I doubt it. Those devices are not designed to pour lots of kGy into stuff. Food irradiation typically involve some kind of lead-covered mini-tunnel with the radioactive source in the middle. Definitively not an expert, but I suspect the radioactive sources used for food irradiation to be two to four orders of magnitude stronger than what is used for therapy.
Dosage for food is like a 1000 Gy, for therapy on people its more like 1-10. A medical 60Co source could still reproduce the same effect by putting the masks right against the aperture and increasing exposure time. No idea if this would destroy viruses, though.
I have found literature on this, look for "Sterways Process". It seems that it starts to be safe virus-wise somewhere around 35kGy.
The studies show you can UV-C them (it reduces the physical strength of the mask but not the filtration ability, and can be done many many cycles: I think I saw at least 20); have you actually tried searching for how to sterilize masks yet?
UV does not kill coronavirus.
Do you have a source for that? I'd be very surprised at the existence any organism that's entirely impervious to UV. Especially something like a virus that doesn't have active repair machinery (or any machinery altogether) when it's out and about.
I bought a few UV-C lamps for this very purpose. I'm sorry I can't find the research I found, but it said that UVC does indeed work, but lowers the efficacy such that it's not worth it more than 5 times (although, I think'd rather re-use a UVC N-95 mask than make one out of paper towels or a home sewn one).

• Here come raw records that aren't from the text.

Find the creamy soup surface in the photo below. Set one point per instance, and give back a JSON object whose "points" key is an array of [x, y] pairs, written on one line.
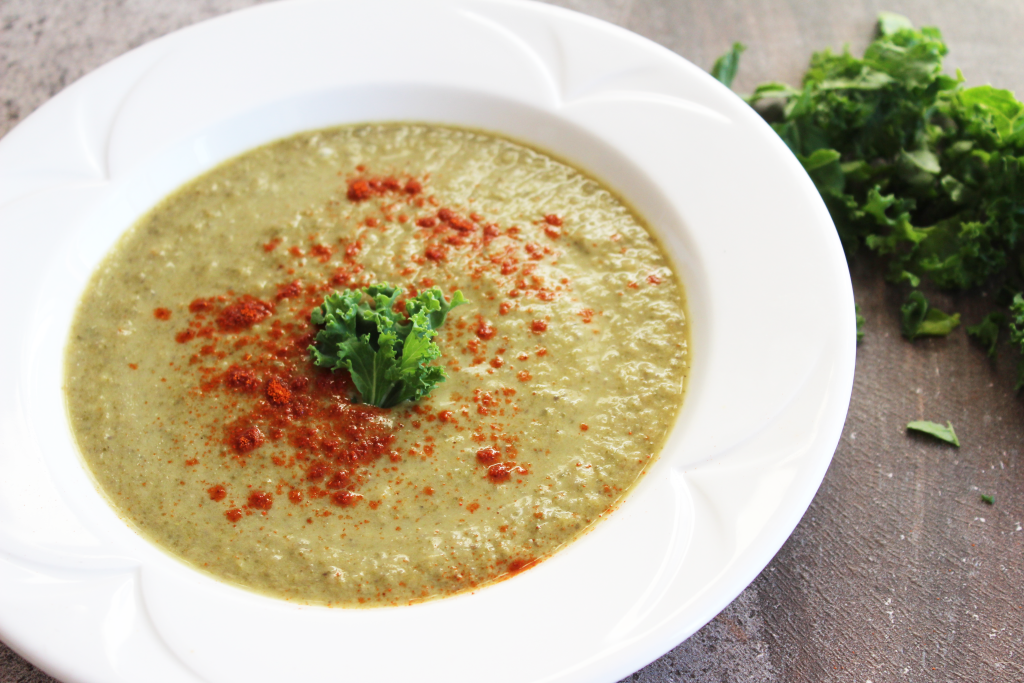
{"points": [[197, 408]]}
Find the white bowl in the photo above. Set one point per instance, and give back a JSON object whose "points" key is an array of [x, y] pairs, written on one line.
{"points": [[769, 294]]}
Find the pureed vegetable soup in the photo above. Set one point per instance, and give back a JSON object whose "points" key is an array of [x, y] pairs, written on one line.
{"points": [[198, 409]]}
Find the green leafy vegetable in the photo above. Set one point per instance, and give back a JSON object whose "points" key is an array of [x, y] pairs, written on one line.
{"points": [[920, 319], [726, 66], [1017, 335], [987, 332], [933, 429], [913, 166], [387, 353]]}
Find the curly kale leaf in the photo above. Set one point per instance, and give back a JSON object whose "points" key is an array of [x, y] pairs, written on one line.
{"points": [[913, 166], [1017, 335], [387, 353], [920, 319]]}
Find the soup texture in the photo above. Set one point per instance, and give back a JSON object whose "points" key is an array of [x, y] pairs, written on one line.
{"points": [[198, 410]]}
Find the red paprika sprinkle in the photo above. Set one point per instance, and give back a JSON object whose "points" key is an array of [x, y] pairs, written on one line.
{"points": [[344, 498], [487, 455], [500, 472], [201, 305], [485, 331], [243, 380], [260, 500], [278, 393], [289, 291], [247, 439]]}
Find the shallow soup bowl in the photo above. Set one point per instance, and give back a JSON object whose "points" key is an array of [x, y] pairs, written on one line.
{"points": [[770, 309]]}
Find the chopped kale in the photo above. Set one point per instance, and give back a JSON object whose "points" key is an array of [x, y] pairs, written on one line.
{"points": [[933, 429]]}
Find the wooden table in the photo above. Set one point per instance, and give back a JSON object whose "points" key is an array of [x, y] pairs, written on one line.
{"points": [[898, 571]]}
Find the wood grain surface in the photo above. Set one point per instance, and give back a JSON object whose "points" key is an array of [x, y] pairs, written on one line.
{"points": [[898, 571]]}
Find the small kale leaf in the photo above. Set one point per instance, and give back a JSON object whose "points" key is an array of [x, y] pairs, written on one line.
{"points": [[387, 353], [920, 319]]}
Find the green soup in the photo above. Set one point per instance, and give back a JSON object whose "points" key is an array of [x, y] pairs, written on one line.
{"points": [[204, 422]]}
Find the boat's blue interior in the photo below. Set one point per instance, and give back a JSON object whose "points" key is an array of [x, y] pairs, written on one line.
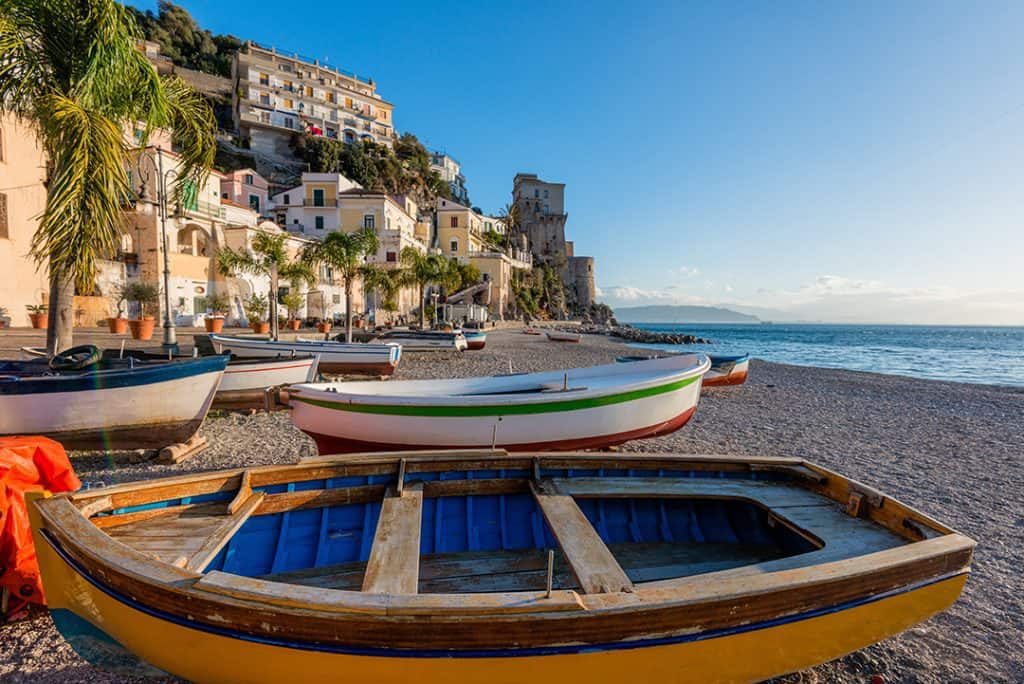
{"points": [[338, 535]]}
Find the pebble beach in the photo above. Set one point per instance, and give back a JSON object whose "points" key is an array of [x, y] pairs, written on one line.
{"points": [[951, 450]]}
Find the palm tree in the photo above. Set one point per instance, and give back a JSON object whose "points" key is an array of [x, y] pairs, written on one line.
{"points": [[346, 253], [71, 70], [387, 283], [267, 256], [421, 270]]}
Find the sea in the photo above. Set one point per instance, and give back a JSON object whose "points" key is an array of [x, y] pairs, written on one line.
{"points": [[976, 354]]}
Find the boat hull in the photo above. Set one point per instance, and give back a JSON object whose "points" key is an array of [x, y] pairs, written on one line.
{"points": [[158, 407], [113, 631], [335, 357], [727, 371], [562, 424]]}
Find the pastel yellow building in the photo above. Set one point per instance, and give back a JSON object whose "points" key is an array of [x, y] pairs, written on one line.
{"points": [[23, 199]]}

The same research said isopropyl alcohol was a terrible idea as it kills the electrostatic nature of the filter. It said a light bleach solution worked best and could be re-used indefinitely.

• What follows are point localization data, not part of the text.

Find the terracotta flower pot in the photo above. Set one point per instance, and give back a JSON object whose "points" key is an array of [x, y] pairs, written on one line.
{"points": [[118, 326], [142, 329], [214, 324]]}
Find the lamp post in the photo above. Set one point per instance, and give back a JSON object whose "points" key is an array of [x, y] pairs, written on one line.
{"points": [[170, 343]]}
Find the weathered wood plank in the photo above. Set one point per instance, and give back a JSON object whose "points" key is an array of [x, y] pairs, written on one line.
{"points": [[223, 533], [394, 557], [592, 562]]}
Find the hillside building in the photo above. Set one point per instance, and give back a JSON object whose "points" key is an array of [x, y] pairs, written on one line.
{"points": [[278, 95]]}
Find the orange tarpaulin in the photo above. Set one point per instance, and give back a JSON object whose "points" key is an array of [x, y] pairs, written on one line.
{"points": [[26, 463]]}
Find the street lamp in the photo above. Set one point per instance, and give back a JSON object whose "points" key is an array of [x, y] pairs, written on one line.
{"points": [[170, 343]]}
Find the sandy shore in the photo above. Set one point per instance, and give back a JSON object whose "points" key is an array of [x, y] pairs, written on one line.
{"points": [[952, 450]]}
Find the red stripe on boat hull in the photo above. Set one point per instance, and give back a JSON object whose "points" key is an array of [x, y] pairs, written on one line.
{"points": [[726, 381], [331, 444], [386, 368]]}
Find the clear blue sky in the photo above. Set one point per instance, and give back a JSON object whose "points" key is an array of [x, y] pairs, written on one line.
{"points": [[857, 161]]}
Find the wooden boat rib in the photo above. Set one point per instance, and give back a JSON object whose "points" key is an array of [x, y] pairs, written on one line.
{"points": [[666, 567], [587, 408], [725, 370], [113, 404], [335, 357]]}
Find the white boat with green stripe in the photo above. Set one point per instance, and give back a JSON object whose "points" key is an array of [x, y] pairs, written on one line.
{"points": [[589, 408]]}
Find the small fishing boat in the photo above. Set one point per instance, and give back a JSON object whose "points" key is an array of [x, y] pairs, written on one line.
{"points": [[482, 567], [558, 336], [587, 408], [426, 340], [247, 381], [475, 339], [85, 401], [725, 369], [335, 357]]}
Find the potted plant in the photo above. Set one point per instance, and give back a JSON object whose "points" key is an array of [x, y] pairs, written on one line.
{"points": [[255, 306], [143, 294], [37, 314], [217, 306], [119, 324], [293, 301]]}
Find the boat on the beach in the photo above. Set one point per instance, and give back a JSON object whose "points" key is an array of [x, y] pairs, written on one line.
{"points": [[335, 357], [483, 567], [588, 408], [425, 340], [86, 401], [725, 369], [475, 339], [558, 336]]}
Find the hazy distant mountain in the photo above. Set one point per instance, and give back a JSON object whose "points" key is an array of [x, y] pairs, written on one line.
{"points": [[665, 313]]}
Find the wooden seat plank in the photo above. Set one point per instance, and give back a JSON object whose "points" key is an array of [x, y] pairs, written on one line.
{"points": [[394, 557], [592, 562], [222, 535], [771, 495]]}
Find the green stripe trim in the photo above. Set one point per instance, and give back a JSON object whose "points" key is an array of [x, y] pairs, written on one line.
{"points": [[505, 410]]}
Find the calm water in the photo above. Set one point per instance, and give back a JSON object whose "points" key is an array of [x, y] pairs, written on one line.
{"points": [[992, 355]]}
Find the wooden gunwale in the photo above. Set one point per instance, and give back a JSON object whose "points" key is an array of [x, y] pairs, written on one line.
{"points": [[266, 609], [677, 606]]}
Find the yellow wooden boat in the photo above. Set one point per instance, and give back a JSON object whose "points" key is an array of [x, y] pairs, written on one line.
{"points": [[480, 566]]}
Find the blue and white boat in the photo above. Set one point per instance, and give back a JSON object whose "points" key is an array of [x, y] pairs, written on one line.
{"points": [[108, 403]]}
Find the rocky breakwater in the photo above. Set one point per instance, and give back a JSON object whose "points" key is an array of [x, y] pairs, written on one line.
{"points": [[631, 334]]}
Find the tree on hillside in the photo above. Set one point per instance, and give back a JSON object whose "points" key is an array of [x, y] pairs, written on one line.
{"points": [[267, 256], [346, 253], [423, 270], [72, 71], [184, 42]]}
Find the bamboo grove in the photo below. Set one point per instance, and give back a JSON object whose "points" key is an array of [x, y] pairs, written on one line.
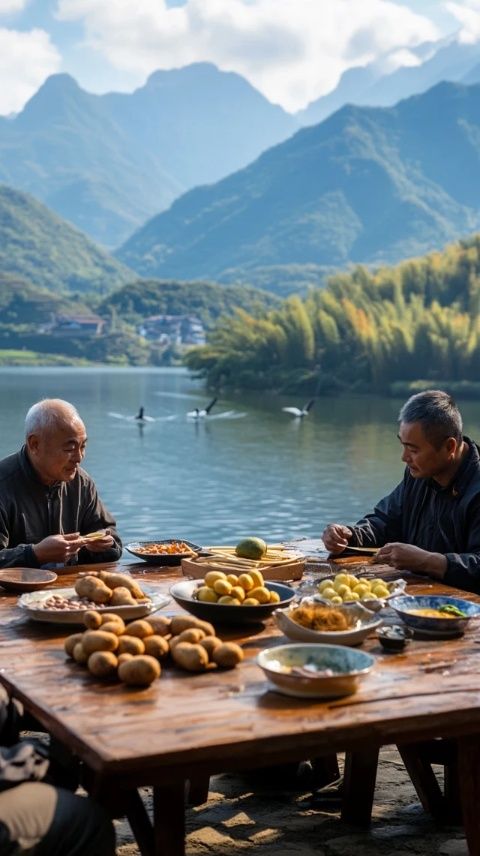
{"points": [[365, 330]]}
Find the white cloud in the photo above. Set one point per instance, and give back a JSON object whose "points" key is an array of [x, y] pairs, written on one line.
{"points": [[468, 16], [26, 59], [292, 50], [9, 6]]}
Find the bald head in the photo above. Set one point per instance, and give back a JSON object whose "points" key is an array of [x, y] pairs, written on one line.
{"points": [[49, 415], [55, 440]]}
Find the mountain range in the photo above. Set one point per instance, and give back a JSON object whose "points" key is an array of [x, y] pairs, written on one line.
{"points": [[108, 162], [368, 185]]}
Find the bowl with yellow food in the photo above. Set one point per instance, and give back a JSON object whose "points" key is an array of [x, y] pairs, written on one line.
{"points": [[231, 599], [372, 592]]}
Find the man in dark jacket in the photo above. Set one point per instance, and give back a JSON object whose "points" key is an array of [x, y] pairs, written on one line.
{"points": [[430, 523], [48, 504]]}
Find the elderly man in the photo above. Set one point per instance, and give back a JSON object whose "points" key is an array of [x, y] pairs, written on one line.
{"points": [[47, 502], [430, 523]]}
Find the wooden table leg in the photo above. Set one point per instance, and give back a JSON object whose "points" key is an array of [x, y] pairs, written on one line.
{"points": [[469, 784], [169, 819], [359, 786]]}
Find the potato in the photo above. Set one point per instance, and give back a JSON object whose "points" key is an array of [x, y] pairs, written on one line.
{"points": [[92, 619], [114, 580], [139, 628], [98, 640], [160, 624], [102, 664], [156, 646], [130, 645], [183, 622], [70, 643], [93, 588], [79, 654], [140, 671], [227, 655], [193, 658], [260, 593], [210, 643], [122, 597], [113, 627]]}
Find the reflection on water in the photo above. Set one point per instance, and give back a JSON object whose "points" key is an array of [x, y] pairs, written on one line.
{"points": [[213, 481]]}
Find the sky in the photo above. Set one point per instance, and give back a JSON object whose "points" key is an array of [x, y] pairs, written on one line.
{"points": [[293, 51]]}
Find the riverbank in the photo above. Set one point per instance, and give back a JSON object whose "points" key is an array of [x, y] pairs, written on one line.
{"points": [[239, 818]]}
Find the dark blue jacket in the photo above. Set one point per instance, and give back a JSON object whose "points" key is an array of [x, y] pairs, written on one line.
{"points": [[438, 519]]}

A DIFFERENT study showed that soaking in a saltwater solution (NaCl) and letting it dry was extremely effective. As droplets hit the micro salt crystals the a very small solution forms, then recrystalizes as it dries. The crystalization essentially rips the virus apart. https://www.businessinsider.com/mask-coated-in-salt-neutrali...

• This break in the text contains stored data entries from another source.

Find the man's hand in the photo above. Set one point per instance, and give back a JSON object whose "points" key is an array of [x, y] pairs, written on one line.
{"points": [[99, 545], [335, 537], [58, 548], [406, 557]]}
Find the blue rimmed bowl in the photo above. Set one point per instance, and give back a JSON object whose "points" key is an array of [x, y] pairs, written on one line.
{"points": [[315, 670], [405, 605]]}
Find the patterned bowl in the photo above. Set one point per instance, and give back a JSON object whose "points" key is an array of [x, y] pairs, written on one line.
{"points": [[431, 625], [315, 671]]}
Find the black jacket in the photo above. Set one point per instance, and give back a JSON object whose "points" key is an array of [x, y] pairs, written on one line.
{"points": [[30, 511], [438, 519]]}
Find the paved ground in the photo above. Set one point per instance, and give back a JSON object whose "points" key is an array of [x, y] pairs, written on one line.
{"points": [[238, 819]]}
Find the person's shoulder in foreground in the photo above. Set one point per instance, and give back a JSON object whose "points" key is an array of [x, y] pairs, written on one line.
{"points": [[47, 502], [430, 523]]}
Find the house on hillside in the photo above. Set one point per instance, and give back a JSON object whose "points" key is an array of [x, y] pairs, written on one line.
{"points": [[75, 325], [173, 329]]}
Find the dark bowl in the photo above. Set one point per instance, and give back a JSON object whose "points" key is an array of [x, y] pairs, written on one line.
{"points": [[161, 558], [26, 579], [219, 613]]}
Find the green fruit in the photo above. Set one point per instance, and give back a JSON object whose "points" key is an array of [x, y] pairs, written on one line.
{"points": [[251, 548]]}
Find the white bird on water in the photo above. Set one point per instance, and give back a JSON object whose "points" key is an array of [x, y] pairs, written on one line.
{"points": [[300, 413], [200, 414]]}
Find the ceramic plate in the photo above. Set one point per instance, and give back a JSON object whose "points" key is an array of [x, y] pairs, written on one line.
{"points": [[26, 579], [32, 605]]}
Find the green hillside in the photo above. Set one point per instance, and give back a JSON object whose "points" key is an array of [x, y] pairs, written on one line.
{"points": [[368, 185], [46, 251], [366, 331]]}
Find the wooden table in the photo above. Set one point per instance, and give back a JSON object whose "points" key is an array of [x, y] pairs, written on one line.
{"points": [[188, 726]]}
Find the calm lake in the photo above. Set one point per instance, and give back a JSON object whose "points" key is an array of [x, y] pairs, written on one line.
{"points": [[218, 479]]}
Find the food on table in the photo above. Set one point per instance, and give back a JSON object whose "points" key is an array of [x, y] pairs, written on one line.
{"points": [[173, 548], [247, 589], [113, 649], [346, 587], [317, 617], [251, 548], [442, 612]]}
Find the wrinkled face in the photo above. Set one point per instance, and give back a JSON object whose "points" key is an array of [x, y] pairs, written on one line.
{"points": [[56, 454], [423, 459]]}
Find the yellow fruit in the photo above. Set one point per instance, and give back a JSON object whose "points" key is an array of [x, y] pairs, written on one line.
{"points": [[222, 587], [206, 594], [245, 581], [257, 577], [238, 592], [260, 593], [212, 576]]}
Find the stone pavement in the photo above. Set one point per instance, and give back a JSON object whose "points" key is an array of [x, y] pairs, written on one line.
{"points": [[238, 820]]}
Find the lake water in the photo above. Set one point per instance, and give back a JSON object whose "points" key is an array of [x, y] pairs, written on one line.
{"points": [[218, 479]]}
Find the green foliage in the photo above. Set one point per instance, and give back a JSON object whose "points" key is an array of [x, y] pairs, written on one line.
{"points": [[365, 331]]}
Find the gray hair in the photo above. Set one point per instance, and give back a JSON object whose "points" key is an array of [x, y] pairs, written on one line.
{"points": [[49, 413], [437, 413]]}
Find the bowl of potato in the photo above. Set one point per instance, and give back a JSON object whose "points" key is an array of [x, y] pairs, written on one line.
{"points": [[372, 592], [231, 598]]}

There are some anti-viral masks that use citric acid, AFAICT for the same reason. bulk Citric acid can be bought in the canning aisle at any grocery store as it is needed to make jams. Although I imagine salt is even easier to find

http://ryanpharmacy.com/curad-antiviral-face-mask/

Autoclaving is fine. Pick the hottest non-damaging temperature.

The plan in some places is to put a mask in a paper bag, write the date on it, and leave it in a warm place for two weeks. This does require that every worker have two weeks worth of masks, plus spares to replace masks that get really splattered.

Not sure about that. Electrostatic properties of the nonwoven fabric must be preserved. Tough pathogen likes spores must be eradicated as well. Then, the "warm place" must be kept sterile, or it's going to become the infection vector. The solution must be scalable.
Coronaviruses do not make spores. Even new masks are not sterile. Paper bag storage scales with the number of employees; each employee needs personal space for 14 small paper bags such as lunch bags.
What about just letting it sit out in the sun for a couple days? Sunlight and warmth kills the virus. Would it have a negative material effect?
Covid-19 isn't the only pathogen around, there are many tougher pathogens. I suspect a few days of sunlight won't be enough for those.
I don't know what the answer is but it's a materials problem. Almost all medical stuff gets sterilized after manufacturing and packaging. The common ways are gamma radiation, ETO gas, steam. Less common are ebeam and Chlorine Dioxide.

There is no golden process. Materials especially polymers have limits to how many times they can be sterilized. Different materials/different processes.